[fpc-devel] Optimization for 'mod'

[Ched]

Hi,

I haven't done the check if already implemented, but there are some interesting optimisations possible like:
if a is a non-negative integer and t is a non-negative integer power of two, then
    a mod t
can be translated at compile time to
    a and (t-1)

Cheers, Ched'




Le 05.01.2018 à 04:32, J. Gareth Moreton a écrit :
> Hi everyone,
> 
> During my exploration of FPC, I noticed that the 'mod' operator is not optimized in the same way 'div' is.
> Though not deeply tested on other platforms yet, I have developed a patch for 3.1.1 that implements the
> algorithm that calculates a reciprocal constant for unsigned 'mod' operations with a constant denominator.
> Just my little contribution to the compiler - I hope it is sound.
> 
> https://bugs.freepascal.org/view.php?id=32945
> 
> I attached a couple of test projects that contain numerous 32-bit constants (testfile2.pp) and 64-bit
> constants (testfile3.pp) and a means to output timing metrics.  A sample of such is shown in the bug report.
> 
> Note that I unfortunately made a slight mistake that I only noticed after uploading the patch.

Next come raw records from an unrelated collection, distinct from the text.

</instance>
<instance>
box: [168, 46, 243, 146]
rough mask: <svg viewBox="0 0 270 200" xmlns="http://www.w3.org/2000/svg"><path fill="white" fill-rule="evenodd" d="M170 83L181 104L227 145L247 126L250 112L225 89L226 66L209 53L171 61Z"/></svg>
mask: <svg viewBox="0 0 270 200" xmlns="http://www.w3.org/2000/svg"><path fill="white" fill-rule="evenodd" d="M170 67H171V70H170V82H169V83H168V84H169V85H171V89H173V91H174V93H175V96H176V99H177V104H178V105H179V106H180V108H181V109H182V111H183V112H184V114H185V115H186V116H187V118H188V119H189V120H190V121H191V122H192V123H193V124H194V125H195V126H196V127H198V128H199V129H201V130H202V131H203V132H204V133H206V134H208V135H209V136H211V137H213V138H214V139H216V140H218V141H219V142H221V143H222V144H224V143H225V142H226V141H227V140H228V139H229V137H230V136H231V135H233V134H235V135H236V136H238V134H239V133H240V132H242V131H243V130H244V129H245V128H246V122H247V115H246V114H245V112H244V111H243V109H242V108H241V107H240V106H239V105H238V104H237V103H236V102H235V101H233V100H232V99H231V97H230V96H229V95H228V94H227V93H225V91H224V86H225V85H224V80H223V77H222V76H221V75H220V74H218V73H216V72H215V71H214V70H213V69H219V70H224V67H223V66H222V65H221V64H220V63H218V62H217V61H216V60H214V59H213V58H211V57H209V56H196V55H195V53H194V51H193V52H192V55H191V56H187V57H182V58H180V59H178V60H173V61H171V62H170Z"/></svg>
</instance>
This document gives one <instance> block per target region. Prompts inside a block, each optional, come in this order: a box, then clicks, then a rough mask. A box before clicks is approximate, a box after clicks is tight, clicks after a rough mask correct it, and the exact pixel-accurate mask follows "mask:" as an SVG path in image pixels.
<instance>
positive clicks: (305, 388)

The line:
> 
> m := qword(-aint(d)); { Two's complement of d }
> 
> ...should be...
> 
> m := aword(-aint(d)); { Two's complement of d }
> 
> 
> NOTE: One of the optimised algorithms, specifically for 32-bit divisors greater than $80000000, makes use of
> CMOV to avoid jumps.  If CMOV is not available (it checks "CPUX86_HAS_CMOV in
> cpu_capabilities[current_settings.cputype]"), then the code will fall back to the default 'mod'
> implementation that was already present.
> 
> I should note that there's still a lot of room for improvement.  For example, code such as this:
> 
> Minutes := t div 60;
> Seconds := t mod 60;
> 
> ... is badly optimised, because the division is calculated twice (without the patch, 't div 60' uses a
> reciprocal constant, while 't mod 60' just uses 'DIV'), whereas, ideally, it should only be calculated once
> since the numerator and denominator are the same... either a single call to DIV, or calculating the quotient
> via the reciprocal multiplication method, then obtaining the remainder by multiplying the quotient by the
> original denominator (60 in this case) and subtracting the product from the original numerator.
> 
> Gareth aka. Kit